If using Supabase, enable Point-in-Time Recovery (PITR) in Project Settings > Database > Backups, then restore to a shadow project to verify. The test must confirm both that decryption succeeds and that the restored data is coherent.

Detection

ID: encrypted-backups-verified
Severity: medium
What to look for: Count all backup configurations and enumerate which are encrypted. Quote the actual encryption setting found. Look for evidence of restore testing — count all verification records and check if the most recent is within 180 days.

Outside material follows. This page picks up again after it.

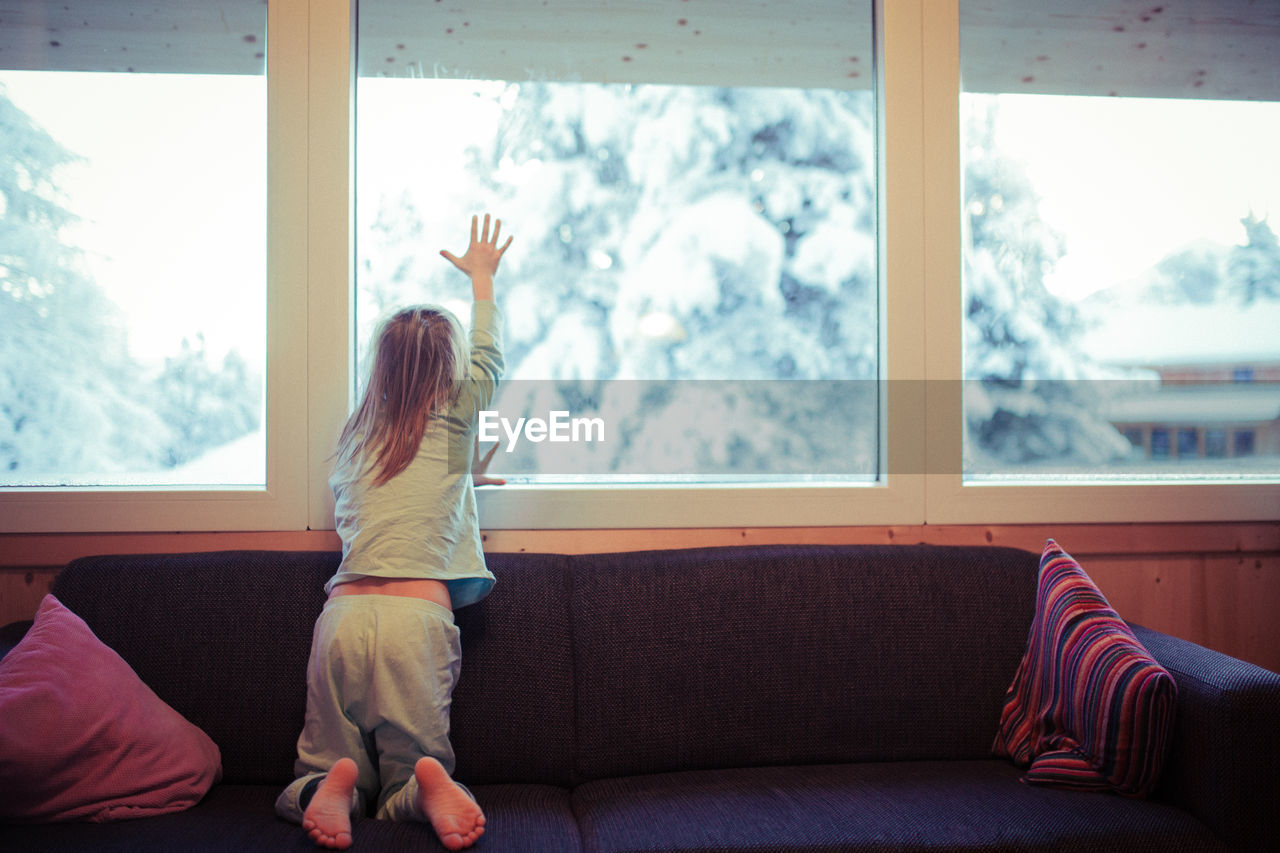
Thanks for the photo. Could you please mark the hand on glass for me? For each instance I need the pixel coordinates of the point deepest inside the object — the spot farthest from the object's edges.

A backup without encryption enabled does not count as pass.
Pass criteria: At least 1 backup configuration has encryption enabled, AND at least 1 verification record exists within the past 180 days (semi-annual). Report the count even on pass (e.g., "2 backup configs encrypted, last restore test 2026-01-15").
Fail criteria: Backups are unencrypted (0 encrypted backup configs), or no verification within 180 days (0 recent test records).
Skip (N/A) when: Project is stateless with no persistent data, or uses a provider that handles backups — cite the actual provider found.
Detail on fail: "0 of 2 backup configurations have encryption enabled" or "Backups encrypted but last verification 540 days ago — exceeds 180-day maximum"
Remediation:
- Enable encrypted backups via your database provider (AWS RDS backup encryption, Supabase automated backups with encryption, etc.).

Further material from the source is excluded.